Levi Johnston's Fifteen Minutes

Sarah Palin is a great example of how arbitrary celebrity is--she was an obscure governor until the whim of a dotty presidential candidate turned her into a megastar, who now dominates our airwaves like Billy Mays never did. And if the fact that she is a celebrity is a noodle-scratcher, how do we justify that Levi Johnston, a sidebar in the Palin sideshow, is some kind of star?

Palin's fame was based on John McCain's choice, but Johnston had to have that, plus one other thing: knocking up Palin's daughter. Without one of these, Johnston would be continuing his uneventful life as an inarticulate laborer in Wasilla, Alaska. But because both one-in-a-million shots happened he's parlayed them into something of a career, going on talk shows and now posing for nude photos in Playgirl (sorry ladies, word is we don't see the full monty).

I find all of this amusing. For the odious Palin, I relish that this young man, who was brought on stage at the Republican National Convention in a public shotgun wedding, has turned on her, and makes vague threats about information he knows. Of course it's all a bit unseemly--if he knows something, he should tell it, and stop being coy, but this is small potatoes compared to what Republicans do all the time. I just find it funny that this woman, who certainly has images of the White House dancing in her head, is bedeviled by the hockey-playing stiff whom she can't shake. He is the father of her grandchild. Holiday meals will be a trial from now on for the Palin family.

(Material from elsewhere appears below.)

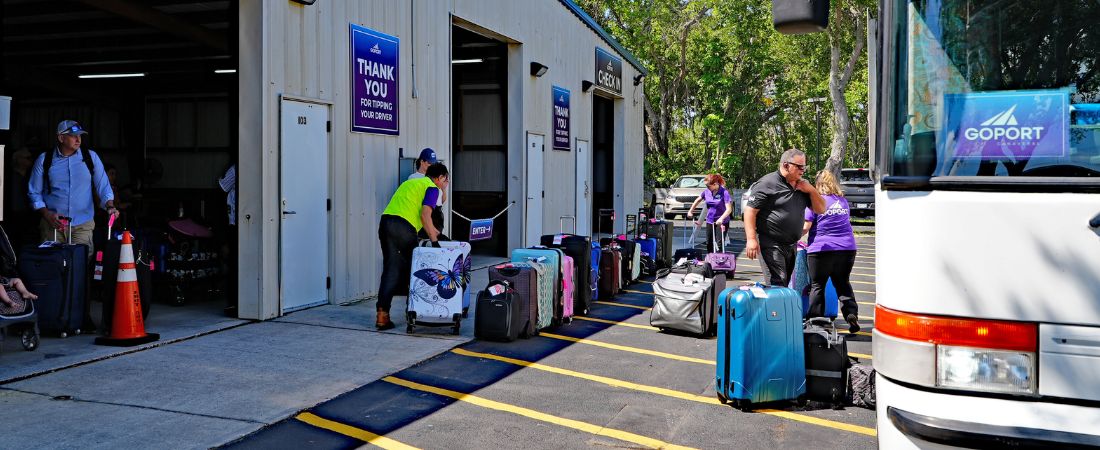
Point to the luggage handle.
(561, 223)
(68, 226)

When and if Palin's star dims (I would imagine it will right around the time she bottoms out in the Iowa caucus, if not before), so too will Johnston's. I hope he's saving his money, or really does have something juicy to say, enough to put in a book that will get pawed over by the punditry. Eventually he will probably be back in Alaska, after finding that Hollywood can be tougher even than Sarah Palin.